Reaching across communities of color
One of the project’s first initiatives will digitally preserve a cache of Los Angeles Police Department records documenting a wide range of issues, ranging from on-the-ground enforcement of the war on drugs to entanglements between the police and immigration control. Lytle Hernández won access to those records in a legal settlement with the LAPD and was able to bring the records to UCLA with legal guidance from UCLA Library, which also provided access to a secure, climate-controlled location for the files.
“Without the UCLA Library, we would not have those records,” Lytle Hernández said.
A key element of the overall project will be that it encompasses research across several communities of color. That breadth will be critical to improving public awareness of Los Angeles as the epicenter of mass incarceration in the U.S., and it will highlight various ways in which biracial and people of color are disproportionately affected.
For example, Los Angeles is home to the nation’s largest urban population of American Indian people, and Native people are often misidentified or undercounted in studies of policing practices. That effectively erases them from the conversation about the effects of mass incarceration.
“Establishing this archive will not only help us better reckon with and redress this reality, but also illuminate the survival of Indigenous people and acknowledge their continued presence in and contribution to our communities,” said Shannon Speed, director of the UCLA American Indian Studies Center.
Making data sharable
As part of the project, UCLA scholars plan to make the archive available to the public by the end of the three-year grant period. The Mellon Foundation funding will enable UCLA to build a digital platform to be shared across the ethnic studies centers; that platform will both create the permanent home for the archive and build the centers’ capacity to maintain a wide range of digital collections focused on racial justice.

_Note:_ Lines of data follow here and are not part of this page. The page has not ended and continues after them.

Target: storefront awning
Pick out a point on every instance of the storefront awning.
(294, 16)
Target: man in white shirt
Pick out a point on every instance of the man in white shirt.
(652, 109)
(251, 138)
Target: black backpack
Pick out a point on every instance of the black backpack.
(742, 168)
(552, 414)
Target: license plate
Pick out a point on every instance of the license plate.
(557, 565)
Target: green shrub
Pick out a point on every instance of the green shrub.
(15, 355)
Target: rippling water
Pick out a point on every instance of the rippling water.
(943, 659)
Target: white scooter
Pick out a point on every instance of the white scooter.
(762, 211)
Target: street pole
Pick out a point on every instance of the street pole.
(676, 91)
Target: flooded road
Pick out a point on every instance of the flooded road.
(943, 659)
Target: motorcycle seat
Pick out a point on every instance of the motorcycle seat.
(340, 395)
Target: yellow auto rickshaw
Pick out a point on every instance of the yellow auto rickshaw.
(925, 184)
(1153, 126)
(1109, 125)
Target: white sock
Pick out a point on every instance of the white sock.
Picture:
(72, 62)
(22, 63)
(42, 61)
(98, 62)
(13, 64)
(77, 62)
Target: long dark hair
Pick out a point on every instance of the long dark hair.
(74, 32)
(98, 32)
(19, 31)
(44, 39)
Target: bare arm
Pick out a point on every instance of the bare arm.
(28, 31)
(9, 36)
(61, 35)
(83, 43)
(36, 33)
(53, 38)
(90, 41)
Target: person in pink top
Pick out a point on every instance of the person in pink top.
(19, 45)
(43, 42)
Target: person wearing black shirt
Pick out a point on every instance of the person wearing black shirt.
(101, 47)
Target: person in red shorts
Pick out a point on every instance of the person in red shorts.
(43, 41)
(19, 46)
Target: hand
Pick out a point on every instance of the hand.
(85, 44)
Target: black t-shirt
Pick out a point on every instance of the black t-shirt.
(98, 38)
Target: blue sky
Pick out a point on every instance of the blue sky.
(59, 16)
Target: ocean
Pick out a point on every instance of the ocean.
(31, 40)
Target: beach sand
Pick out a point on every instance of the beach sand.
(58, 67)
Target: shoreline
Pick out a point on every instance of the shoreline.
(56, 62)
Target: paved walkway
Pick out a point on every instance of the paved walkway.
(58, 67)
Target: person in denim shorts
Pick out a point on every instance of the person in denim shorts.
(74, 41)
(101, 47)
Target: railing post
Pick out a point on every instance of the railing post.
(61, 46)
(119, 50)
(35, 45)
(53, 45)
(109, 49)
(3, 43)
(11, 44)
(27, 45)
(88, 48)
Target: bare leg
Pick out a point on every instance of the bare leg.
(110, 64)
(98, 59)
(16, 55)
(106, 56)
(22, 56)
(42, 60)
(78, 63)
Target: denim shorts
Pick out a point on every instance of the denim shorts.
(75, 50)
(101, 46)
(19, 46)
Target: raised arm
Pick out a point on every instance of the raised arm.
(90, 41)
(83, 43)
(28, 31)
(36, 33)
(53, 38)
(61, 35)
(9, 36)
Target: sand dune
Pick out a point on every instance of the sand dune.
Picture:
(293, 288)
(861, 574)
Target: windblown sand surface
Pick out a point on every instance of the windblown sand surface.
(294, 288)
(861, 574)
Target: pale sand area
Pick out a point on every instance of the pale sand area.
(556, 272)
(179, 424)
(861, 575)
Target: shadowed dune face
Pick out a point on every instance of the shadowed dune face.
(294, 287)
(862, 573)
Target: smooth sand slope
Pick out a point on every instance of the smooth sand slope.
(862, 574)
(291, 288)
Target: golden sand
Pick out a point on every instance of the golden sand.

“The new platform will catapult our centers into the digital future in knowledge-sharing and knowledge production,” said Karen Umemoto, director of the UCLA Asian American Studies Center.
Kelly Lytle Hernández/UCLA
The grant will provide new support for UCLA students learning to develop and preserve archival collections for other researchers and the public.
Million Dollar Hoods, the ethnic studies centers and experts from the community who regularly work with the public will train UCLA students to work with digital archives.
“Students will get hands-on experience in how both institutional and community-based archival collections are preserved, described and made accessible to the public,” said Chon Noriega, director of the Chicano Studies Research Center. “They’ll be on the front lines of helping make this history visible.”
With the grant, the Mellon Foundation becomes the first major foundation to fund a collaboration across all four of UCLA’s ethnic studies centers since 1969, when a grant from the Ford Foundation supported their establishment.
“We are grateful for the support of the Mellon Foundation and the UCLA administration to build out and sustain this initiative,” said David Yoo, vice provost of the Institute of American Cultures. “The archive will serve as an important hub for future racial and social justice research by our faculty and students in partnership with our communities.”